Dopo l’IRI, Sette non ebbe più incarichi di rilievo. Morì in un incidente stradale il 1° dicembre 1984 ad Altamura, in provincia di Bari. Con luì perì anche il professor Agostino Curti Cialdino delle Tratte, preside della facoltà di giurisprudenza dell’Università Lateranense.
Fonti e Bibl.: Roma, Archivio centrale dello Stato (ACS), Archivio storico IRI, presidenza Sette, b. 951/E, 952/SE; Archivio della Federazione nazionale dei cavalieri del lavoro, b. CLXXXI, c. 3.

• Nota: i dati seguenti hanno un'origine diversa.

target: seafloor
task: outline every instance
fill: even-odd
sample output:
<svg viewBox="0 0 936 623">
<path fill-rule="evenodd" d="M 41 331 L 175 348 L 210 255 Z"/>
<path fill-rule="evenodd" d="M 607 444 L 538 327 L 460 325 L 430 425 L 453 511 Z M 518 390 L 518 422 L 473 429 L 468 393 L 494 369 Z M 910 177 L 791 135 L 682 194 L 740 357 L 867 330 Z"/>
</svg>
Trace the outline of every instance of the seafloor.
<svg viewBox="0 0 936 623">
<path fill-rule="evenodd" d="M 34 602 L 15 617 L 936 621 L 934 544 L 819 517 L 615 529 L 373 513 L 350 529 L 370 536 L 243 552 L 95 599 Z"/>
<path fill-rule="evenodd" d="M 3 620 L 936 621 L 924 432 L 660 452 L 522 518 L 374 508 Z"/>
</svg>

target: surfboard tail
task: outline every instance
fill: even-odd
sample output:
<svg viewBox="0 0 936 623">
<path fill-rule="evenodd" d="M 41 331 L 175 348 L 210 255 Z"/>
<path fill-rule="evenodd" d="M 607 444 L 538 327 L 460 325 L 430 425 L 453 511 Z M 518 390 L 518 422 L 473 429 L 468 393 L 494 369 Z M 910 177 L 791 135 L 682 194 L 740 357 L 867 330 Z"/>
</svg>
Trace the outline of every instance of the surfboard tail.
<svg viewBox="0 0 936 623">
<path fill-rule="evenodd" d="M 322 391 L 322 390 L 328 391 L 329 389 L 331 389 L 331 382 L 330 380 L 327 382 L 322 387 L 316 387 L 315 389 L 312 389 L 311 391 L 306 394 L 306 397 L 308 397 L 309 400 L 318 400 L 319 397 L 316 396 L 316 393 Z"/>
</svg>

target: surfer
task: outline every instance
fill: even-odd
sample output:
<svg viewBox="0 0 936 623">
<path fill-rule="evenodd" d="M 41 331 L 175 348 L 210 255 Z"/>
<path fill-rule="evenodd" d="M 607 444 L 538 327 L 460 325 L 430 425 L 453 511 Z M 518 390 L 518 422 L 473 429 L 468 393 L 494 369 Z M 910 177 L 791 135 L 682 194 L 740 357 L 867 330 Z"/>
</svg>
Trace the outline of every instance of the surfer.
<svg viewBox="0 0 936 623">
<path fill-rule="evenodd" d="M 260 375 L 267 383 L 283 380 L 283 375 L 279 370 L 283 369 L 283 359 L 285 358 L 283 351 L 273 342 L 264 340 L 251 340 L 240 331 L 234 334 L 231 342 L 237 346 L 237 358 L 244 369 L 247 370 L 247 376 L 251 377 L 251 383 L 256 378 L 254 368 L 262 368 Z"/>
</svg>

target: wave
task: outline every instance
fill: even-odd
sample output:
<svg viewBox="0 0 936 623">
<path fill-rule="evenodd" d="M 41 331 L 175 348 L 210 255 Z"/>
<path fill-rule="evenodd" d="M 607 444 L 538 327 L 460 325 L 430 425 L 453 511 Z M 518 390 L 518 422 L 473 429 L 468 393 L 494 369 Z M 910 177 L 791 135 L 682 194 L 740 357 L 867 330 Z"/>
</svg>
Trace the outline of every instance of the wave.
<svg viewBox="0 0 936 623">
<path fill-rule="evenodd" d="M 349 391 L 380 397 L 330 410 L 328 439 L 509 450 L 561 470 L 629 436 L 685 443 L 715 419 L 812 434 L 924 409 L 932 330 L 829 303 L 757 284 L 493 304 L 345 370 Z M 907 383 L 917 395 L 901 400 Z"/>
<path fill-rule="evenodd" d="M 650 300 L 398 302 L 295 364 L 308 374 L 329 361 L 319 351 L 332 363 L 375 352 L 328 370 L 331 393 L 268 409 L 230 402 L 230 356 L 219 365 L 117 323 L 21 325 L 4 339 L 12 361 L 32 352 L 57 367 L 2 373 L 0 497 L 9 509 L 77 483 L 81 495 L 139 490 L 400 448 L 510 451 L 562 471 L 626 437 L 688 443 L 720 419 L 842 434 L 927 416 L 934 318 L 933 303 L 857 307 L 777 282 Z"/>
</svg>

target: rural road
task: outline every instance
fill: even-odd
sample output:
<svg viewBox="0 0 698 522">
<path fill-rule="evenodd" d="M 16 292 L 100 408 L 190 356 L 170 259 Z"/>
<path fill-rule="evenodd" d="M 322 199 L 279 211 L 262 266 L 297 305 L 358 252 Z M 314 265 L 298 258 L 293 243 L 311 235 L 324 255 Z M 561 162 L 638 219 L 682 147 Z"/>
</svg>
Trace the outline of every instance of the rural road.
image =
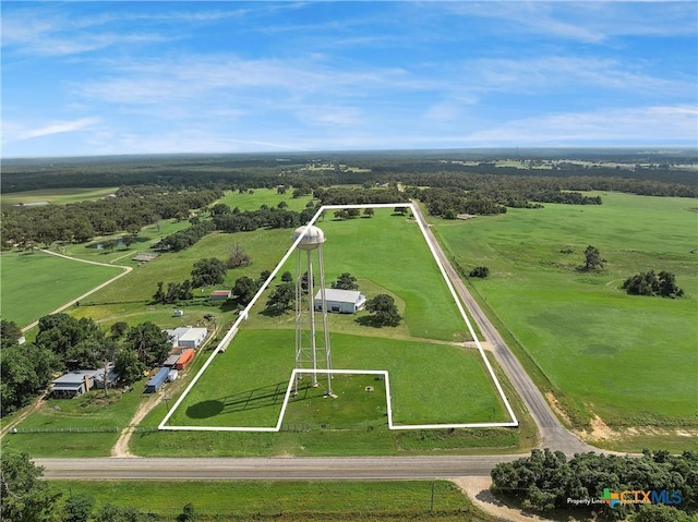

F. Bonelli, Lo sviluppo di una grande impresa in Italia: la Terni dal 1884 al 1962, Torino 1975, ad ind.; G. Aliberti, La nascita della Finanziaria Ernesto Breda, in La Breda: dalla Società Ernesto Breda alla Finanziaria Ernesto Breda, 1886-1986, Milano 1986, pp. 270-272; G. Are, M. Costa, Carbosarda: attese e delusioni di una fonte energetica nazionale, Milano 1989, ad ind.; L. Osti, L’industria di Stato dall’ascesa al degrado: trent’anni nel gruppo Finsider. Conversazioni con Ruggero Ranieri, Bologna 1993, pp. 242, 247; M. Pini, I giorni dell’IRI: storie e misfatti da Beneduce a Prodi, Milano 2000, ad ind.; F. Briatico, Ascesa e declino del capitale pubblico in Italia: vicende e protagonisti, Bologna 2004, ad ind.; M. Colitti, ENI: cronache dall’interno di un’azienda, Milano 2008, ad ind.; C. Troilo, 1963-1982: i venti anni che sconvolsero l’IRI, Milano-Roma 2008, ad ind.; V. Varini, La genesi dell’impresa pubblica: la Breda nel secondo dopoguerra, in L’intervento dello Stato nell’economia: continuità e cambiamenti, 1922-1956, a cura di A. Cova, G. Fumi, Milano 2008, ad ind.; F. Lavista, Dallo statuto del 1948 alla programmazione economica nazionale, in Storia dell’IRI, II, Il ‘miracolo’ economico e il ruolo dell’IRI, a cura di F. Amatori, Roma-Bari 2012, pp. 537 s.; L. Segreto, Crisi della ‘governance’ e i rapporti con la politica, in Storia dell’IRI, III, I difficili anni ’70 e i tentativi di rilancio negli anni ’80, a cura di F. Silva, Roma-Bari 2013, pp. 347-359; P. Ciocca. Storia dell’IRI, VI, L’IRI nell’economia italiana, Roma-Bari 2014, ad indicem.